Weather helps Arizona contain huge blaze (AFP)

LOS ANGELES (AFP) – A massive fire in the US state of Arizona has destroyed 27 homes and injured three people, but less powerful winds are helping efforts to contain the blaze, a spokeswoman said Friday.

Some 6,000 people have been ordered to evacuate from two towns in the path of the blaze, which has now consumed some 165,000 hectares (640 square miles), according to the latest update from the firefighters' command center.

More than 3,100 emergency workers are now fighting to douse the flames near the New Mexico border, and the blaze -- the second biggest ever in Arizona -- has now been five percent contained, as opposed to zero percent before Friday.

"We are making progress on suppressing the fire. In the last couple of days the winds have been very favorable," Susan Zornek, a spokeswoman for the Wallow Fire incident command center, told AFP.

Earlier in the week a "red flag" warning was in effect, because of high winds which were fanning the flames.
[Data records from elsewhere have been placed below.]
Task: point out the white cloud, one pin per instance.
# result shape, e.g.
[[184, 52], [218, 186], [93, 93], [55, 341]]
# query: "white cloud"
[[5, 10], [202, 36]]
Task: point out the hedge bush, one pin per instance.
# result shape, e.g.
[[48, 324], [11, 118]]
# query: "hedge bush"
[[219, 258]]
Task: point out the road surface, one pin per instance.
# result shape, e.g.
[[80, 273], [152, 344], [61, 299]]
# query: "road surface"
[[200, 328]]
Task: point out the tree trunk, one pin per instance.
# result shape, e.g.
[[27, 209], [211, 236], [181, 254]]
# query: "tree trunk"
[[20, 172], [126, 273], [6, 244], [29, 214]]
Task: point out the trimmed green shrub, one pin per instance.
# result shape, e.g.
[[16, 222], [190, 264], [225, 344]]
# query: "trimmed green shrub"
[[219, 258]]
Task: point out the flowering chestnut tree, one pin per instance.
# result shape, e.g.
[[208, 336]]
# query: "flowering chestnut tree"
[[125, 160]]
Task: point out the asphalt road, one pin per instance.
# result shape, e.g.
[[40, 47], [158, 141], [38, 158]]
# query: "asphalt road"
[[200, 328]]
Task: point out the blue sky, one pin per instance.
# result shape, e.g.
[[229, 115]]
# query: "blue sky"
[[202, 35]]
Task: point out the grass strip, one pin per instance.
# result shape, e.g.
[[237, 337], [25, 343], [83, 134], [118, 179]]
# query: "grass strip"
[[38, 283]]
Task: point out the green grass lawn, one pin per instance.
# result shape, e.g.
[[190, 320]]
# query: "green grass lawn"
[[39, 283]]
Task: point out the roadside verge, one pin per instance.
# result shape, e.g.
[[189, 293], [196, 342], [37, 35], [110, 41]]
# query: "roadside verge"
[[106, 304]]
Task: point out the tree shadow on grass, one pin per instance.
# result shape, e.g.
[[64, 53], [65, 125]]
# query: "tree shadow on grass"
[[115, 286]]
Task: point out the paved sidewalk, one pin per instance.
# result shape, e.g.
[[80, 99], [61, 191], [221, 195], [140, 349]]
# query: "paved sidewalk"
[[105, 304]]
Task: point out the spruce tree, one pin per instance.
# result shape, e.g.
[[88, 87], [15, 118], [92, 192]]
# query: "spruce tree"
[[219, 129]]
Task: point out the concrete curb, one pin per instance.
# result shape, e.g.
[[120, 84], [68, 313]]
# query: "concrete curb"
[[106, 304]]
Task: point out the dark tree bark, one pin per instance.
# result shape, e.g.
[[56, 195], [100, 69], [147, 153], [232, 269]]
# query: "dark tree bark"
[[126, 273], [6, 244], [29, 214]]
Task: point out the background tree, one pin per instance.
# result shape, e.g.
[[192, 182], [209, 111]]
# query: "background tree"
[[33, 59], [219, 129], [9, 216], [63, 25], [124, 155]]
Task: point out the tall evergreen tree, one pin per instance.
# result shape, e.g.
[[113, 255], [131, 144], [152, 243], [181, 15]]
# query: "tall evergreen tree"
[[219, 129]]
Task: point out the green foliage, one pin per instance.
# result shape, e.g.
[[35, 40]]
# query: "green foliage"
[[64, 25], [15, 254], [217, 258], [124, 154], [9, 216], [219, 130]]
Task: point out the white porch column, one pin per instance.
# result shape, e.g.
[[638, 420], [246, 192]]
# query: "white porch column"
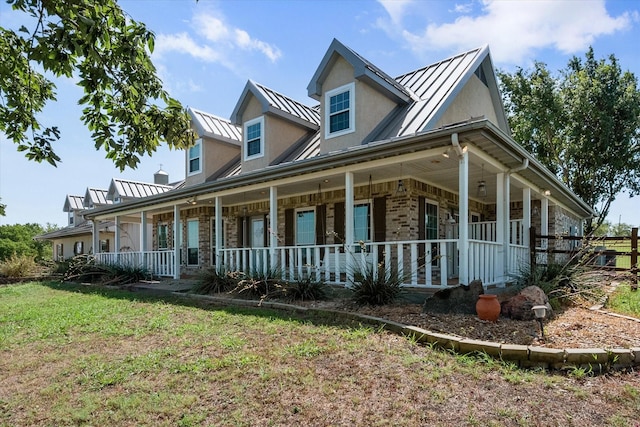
[[217, 259], [500, 264], [95, 236], [273, 225], [348, 223], [507, 224], [463, 237], [144, 234], [176, 243], [544, 224], [116, 237], [526, 216]]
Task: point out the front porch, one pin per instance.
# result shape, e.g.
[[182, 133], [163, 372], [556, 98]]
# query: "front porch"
[[433, 210], [423, 263]]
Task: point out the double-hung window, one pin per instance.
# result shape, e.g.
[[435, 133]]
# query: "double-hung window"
[[340, 111], [361, 224], [254, 138], [193, 230], [195, 155], [162, 237]]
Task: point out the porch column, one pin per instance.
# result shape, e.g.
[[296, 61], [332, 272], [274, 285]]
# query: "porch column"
[[217, 259], [95, 236], [348, 223], [526, 216], [544, 224], [463, 237], [176, 243], [116, 237], [273, 225], [144, 235], [500, 264]]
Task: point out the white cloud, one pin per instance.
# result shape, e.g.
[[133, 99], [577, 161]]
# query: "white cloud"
[[214, 40], [513, 29]]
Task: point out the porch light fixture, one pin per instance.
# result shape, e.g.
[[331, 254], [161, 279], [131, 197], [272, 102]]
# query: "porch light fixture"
[[482, 186], [540, 311]]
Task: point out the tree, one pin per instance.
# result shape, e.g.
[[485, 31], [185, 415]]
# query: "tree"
[[18, 239], [584, 125], [124, 105]]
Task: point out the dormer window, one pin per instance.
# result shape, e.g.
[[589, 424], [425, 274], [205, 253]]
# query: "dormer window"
[[195, 153], [254, 138], [340, 111]]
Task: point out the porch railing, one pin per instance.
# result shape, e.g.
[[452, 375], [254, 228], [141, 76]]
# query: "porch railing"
[[159, 263]]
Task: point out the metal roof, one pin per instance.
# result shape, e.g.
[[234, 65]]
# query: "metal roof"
[[276, 103], [72, 203], [96, 197], [215, 127], [133, 189]]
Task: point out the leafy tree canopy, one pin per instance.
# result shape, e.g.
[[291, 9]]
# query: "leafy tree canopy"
[[583, 124], [18, 239], [108, 53]]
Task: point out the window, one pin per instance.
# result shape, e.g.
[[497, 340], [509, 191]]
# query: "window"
[[195, 153], [361, 223], [193, 227], [254, 138], [431, 228], [339, 111], [162, 236]]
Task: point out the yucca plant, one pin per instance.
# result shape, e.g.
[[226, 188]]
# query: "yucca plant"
[[376, 285], [216, 280], [306, 289]]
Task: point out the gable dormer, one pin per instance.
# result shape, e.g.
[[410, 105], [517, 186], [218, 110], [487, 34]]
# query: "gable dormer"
[[95, 197], [73, 205], [217, 146], [272, 124], [355, 96]]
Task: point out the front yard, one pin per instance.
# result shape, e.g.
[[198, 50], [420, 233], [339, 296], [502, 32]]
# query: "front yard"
[[77, 355]]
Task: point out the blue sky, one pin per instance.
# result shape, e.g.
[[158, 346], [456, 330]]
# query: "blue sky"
[[207, 50]]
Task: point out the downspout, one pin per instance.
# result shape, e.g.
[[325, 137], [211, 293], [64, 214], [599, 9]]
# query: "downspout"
[[456, 144]]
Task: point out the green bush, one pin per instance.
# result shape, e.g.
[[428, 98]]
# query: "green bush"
[[213, 281], [261, 284], [376, 285], [18, 266], [83, 268], [306, 289]]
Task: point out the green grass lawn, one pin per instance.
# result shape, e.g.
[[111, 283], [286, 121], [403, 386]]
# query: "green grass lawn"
[[80, 355]]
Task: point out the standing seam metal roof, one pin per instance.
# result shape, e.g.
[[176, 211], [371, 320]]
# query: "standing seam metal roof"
[[216, 127]]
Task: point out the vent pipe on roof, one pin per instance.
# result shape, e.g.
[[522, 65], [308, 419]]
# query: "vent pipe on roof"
[[161, 177]]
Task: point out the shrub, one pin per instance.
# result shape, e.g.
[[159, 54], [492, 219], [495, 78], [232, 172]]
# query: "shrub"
[[306, 289], [84, 268], [18, 266], [213, 281], [261, 284], [376, 285]]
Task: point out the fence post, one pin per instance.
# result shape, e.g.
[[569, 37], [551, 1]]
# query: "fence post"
[[532, 247], [634, 258]]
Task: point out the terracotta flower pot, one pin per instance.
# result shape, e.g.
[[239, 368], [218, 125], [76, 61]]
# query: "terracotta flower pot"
[[488, 307]]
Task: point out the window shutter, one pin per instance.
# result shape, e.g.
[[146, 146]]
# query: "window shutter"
[[380, 224], [338, 223], [289, 238], [240, 242]]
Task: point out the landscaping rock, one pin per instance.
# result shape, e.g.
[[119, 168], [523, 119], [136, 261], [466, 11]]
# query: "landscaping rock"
[[458, 300], [519, 306]]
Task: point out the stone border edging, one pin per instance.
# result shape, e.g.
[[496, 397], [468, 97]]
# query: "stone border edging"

The towns of Eagar and Springerville were ordered to evacuate Wednesday, while warnings to be prepared to evacuate at short notice have been issued for a handful of other towns including one over the border in New Mexico.

On Thursday a huge DC-10 air tanker which can drop some 13,000 gallons (49,000 liters) of water or retardant at a time was brought in, adding to the 16 helicopters already working to douse the flames.

Some 220 fire engines were tackling the blaze, which started on May 29 and has so far destroyed 27 homes, 24 outbuildings, and is threatening a further 4,000 homes, according to a Friday morning update.

Arizona Governor Jan Brewer on Monday signed a declaration of emergency in response to the wildfires, releasing $200,000 from an emergency response fund.